L’irrinunciabile normalità, al di là dell’appartenenza

E’ tornato il caldo, sono tornati i fine settimana al mare ed è tornato il pubblico nei palazzetti.
Un assaggio di normalità che di normale non ha niente.
Quella che fino a due anni fa era consuetudine, oggi è novità.
E non ci siamo più abituati.

Al rumore del palazzetto, a chiedere permesso per poter passare, alle esultanze per un gol e alle proteste per un’espulsione.
Domenica, seduta a bordo campo quasi nel tunnel degli spogliatoi del Falconara, mi sono trovata impreparata a gestire tutta questa antica novità.
Non tanto da un punto di vista tecnico, quanto emozionale.
Forse non sono stata la sola, forse qualcun altro ha vissuto la mia stessa difficoltà, forse c’è chi è uscito dal Pala Badiali sopraffatto dalle emozioni, come me.
E si che la partita ne ha offerte a valanga.

Falconara – Montesilvano è stata una gara degna di una finale scudetto.
Bella, combattuta, giocata, piena di agonismo e futsal.
Certo non sono mancate le polemiche per alcune decisioni del direttore di gara.
Forse non sono più abituati neanche loro ad avere un palazzetto che risponde e commenta con la propria voce il loro operato.
Personalmente, credo che questo sia stato un fattore tra i tanti.

Di disamine e analisi tecniche è pieno il mondo. Ci si può soffermare su questo o quell’aspetto, ognuno con la propria opinione, ma personalmente non è quello che mi interessa fare, non ora.
Perché da Falconara io ho portato a casa qualcos’altro. Il seme di una riflessione che forse, con il tempo, aumenterà il suo respiro.
L’agonismo leale.

L’obiettivo della reflex che avevo tra le mani, ha fermato in più di un’occasione, mani che si stringono e si rialzano.
Mani avversarie che, terminata la loro azione, perdono il colore caratterizzante la propria appartenenza, per assumere una connotazione comune.
Avversari, si, ma accomunati da un destino sportivo che porta a volte a cadere, a volte ad avere la meglio sui propri contendenti.
La foga sportiva è parte integrante dello spettacolo, a pensarci, contribuisce a rendere avvincenti ed appassionanti gli incontri.
Terminata l’azione, però, spesso è quella comunanza di sentimento a prendere posto sul palcoscenico del cuore.
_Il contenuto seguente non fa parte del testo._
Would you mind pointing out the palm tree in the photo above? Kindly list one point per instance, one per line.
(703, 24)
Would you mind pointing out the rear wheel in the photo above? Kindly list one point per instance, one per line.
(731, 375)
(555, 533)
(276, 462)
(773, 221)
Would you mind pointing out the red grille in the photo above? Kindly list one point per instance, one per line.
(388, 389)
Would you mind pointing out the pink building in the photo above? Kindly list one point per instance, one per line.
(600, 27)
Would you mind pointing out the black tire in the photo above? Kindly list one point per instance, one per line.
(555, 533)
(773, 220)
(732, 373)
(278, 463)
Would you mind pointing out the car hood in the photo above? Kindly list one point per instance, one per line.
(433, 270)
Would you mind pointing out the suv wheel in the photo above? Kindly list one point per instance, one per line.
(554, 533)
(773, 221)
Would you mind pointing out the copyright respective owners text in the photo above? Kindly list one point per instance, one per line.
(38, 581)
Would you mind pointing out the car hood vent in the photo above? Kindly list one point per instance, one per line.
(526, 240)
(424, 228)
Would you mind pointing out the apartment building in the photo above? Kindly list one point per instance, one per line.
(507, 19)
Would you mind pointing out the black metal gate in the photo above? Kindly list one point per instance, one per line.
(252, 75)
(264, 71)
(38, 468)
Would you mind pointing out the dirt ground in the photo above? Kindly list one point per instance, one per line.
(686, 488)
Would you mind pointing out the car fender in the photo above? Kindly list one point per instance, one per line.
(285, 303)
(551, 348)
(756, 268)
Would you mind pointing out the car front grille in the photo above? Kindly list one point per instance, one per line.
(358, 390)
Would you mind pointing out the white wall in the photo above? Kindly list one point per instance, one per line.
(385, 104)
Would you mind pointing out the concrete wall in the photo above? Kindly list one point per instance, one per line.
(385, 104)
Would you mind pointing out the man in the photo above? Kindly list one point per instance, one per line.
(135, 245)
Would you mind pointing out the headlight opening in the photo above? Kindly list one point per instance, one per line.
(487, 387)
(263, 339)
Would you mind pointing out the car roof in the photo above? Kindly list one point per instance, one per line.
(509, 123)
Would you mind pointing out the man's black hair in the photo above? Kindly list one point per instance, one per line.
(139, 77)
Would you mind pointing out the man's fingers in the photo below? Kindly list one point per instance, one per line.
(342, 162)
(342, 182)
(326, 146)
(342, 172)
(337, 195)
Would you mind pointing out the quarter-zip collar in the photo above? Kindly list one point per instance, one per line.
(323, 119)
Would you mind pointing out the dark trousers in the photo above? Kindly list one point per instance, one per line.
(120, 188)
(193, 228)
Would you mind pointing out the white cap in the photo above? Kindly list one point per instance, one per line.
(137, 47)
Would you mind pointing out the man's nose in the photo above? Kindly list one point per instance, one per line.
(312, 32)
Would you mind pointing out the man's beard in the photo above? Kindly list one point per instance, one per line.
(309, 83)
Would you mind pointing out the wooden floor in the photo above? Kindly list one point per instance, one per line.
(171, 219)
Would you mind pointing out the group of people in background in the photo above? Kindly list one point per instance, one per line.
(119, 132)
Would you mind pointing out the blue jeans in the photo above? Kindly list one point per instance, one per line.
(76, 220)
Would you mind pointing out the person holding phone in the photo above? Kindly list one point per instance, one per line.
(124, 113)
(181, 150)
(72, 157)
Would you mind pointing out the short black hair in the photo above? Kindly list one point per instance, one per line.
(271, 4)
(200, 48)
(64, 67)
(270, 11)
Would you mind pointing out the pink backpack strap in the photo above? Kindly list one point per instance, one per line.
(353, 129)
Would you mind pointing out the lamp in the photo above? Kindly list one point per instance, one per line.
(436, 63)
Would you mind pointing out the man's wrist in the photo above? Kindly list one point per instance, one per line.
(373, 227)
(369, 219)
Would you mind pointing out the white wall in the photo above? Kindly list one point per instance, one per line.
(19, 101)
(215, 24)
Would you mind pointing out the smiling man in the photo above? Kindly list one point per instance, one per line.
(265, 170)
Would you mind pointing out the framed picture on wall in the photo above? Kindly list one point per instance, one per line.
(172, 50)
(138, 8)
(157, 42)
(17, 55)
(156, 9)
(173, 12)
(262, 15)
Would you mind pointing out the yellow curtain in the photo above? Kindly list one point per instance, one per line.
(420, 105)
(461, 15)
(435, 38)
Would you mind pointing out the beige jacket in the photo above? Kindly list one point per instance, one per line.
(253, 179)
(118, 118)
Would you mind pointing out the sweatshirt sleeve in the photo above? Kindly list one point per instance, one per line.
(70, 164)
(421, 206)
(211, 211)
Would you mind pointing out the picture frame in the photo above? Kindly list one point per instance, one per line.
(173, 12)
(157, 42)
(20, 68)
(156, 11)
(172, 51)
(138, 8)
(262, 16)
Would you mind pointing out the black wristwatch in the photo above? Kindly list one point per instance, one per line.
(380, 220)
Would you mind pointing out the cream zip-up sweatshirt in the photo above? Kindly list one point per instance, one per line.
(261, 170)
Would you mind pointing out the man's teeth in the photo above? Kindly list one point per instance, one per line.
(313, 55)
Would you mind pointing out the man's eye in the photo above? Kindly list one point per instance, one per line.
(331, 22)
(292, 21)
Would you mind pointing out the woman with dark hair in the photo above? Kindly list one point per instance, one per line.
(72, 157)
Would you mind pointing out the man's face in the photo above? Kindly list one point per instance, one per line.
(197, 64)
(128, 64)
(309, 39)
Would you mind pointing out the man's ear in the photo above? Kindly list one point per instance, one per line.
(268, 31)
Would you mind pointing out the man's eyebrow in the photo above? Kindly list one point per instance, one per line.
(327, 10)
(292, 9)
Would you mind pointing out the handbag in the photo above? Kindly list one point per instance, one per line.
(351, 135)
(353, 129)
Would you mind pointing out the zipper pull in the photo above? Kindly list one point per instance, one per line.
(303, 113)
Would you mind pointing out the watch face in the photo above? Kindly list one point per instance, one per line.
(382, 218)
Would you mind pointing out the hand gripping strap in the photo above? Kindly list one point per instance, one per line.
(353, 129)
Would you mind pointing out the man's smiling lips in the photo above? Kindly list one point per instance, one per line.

Le casacche identificano l’appartenenza, le maini, quelle, sono libere da ogni vincolo e, quando decidono di rialzare l’avversario, rendono al mondo dello sport, e non solo, la testimonianza più bella.
Come diceva Chil, l’avvoltoio del libro della giungla, siamo dello stesso sangue tu ed io.
Poco importa se ce le diamo di santa ragione impegnandoci nel sacrosanto compito di portare la nostra squadra alla vittoria. Quando si è a terra, una mano tesa è la luce che illumina anche i momenti più bui.

Forse dovremmo imparare a tendere la mano, sia che siamo quelli a terra, sia che siamo quelli rimasti in piedi.
Perché senza di noi, senza di voi, il futsal non esisterebbe. Nulla esisterebbe, e nulla avrebbe senso.
Ecco, questa è la normalità alla quale non vorrei mai rinunciare.